At the age of 18 Mark was in love with a beautiful girl called Bethany. He was also infatuated with the idea of America and they were planning a holiday in New York; it didn’t occur to him that Bethany did not share his obsession, and might indeed be a bit alarmed by its intensity. They plan to go after Carnival day in their north of England town, and Bethany, somewhat reluctantly, has been persuaded by her father to play the part of that year’s Carnival Queen. The day ends disastrously – we soon learn why – and Mark runs away, to construct his new identity and escape the reality of what has happened. But when he breaks into Las Vegas, his sanity depends on his ability to face up to reality.
Returning home to a town that has changed and yet remains in so many ways the same, he finds himself in a state of limbo. Flickering memories seem more real than the present. He is accompanied as he wanders round the town by Bethany’s ghostly voice, now recalling the past, now chiding him, now encouraging him to face up to what really happened. Employing the dead girl’s voice is a risky device; it could be embarrassing. Evers pulls it off convincingly. Likewise he manages the time shifts effectively, with complete assurance, partly because he has so thoroughly imagined both Mark’s state of mind and the town itself This is a novel about one man’s personal dilemma and pain, but it is also a social novel. Though much of what happens goes on in Mark’s head, and though we see the town, then and now, partly through his eyes, partly through Bethany’s in the carnival sections, Evers conveys the sense of a social environment and of the difference between what Mark remembers and what he now sees.
A chance encounter with a woman in a hotel bar helps him on the way to recovery. He at last brings himself to call on Bethany’s bereaved father – a meeting that turns out unexpectedly – and then on his own father with whom he has had no communication since he fled in the night the carnival ended. This meeting is jarring, and rings true. One of the most impressive features of this impressive novel is the absence of sentimentality.
GK Chesterton wrote that people travel not so much for experience as to escape the experience of reality, reality being the people next door. This was a typical Chestertonian paradox, and, like most of his paradoxes, more than half-true. Mark’s flight to New York and Las Vegas and his apparently successful construction of a new identity have been less a search for experience than a denial of what he experienced and of its significance..

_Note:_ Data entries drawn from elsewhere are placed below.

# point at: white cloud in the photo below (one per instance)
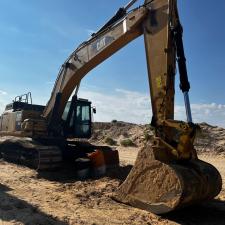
(136, 107)
(3, 92)
(90, 31)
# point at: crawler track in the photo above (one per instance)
(26, 151)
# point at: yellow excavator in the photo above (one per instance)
(167, 174)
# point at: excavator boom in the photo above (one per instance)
(167, 174)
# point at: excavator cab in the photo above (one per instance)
(77, 118)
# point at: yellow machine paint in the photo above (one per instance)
(167, 173)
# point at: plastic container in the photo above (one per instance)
(98, 163)
(83, 168)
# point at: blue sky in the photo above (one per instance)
(36, 36)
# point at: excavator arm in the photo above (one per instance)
(167, 173)
(90, 54)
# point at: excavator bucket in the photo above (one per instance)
(161, 187)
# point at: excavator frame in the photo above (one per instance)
(167, 174)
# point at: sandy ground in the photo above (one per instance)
(27, 197)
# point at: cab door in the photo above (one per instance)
(77, 117)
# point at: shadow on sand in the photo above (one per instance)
(208, 213)
(67, 174)
(15, 210)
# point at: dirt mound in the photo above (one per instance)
(120, 131)
(210, 139)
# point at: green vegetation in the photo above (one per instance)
(110, 141)
(127, 143)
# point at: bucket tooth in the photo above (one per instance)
(161, 187)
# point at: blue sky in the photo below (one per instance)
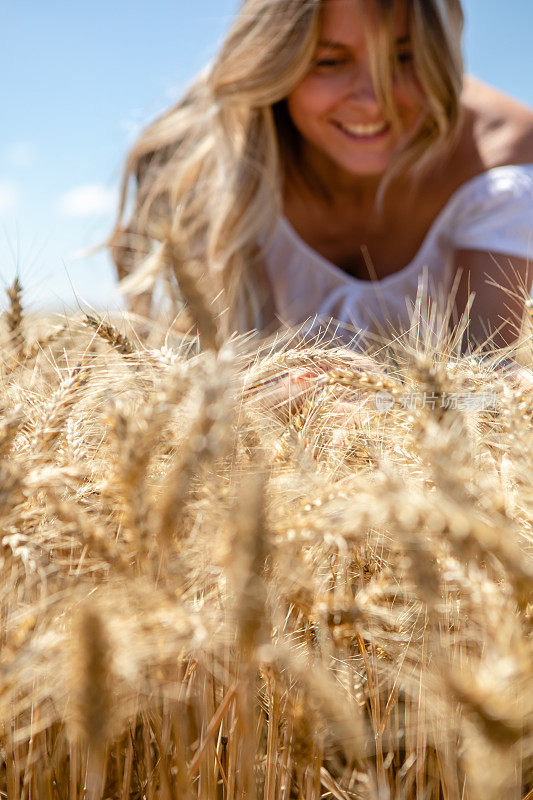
(80, 79)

It is a pleasure to come on the work of a young novelist which is so intelligent and perceptive, and so well-written and so well-constructed. It is often rash to predict a successful future for a writer on the evidence of a first novel because that novel may draw on a well of experience and imagination which is soon drained. But I should be astonished if Stuart Evers does not prove to be the real thing. Meanwhile, this first novel is a fine achievement, something to savour. When I had finished it, I went back and read it again, and it seemed even better second time round.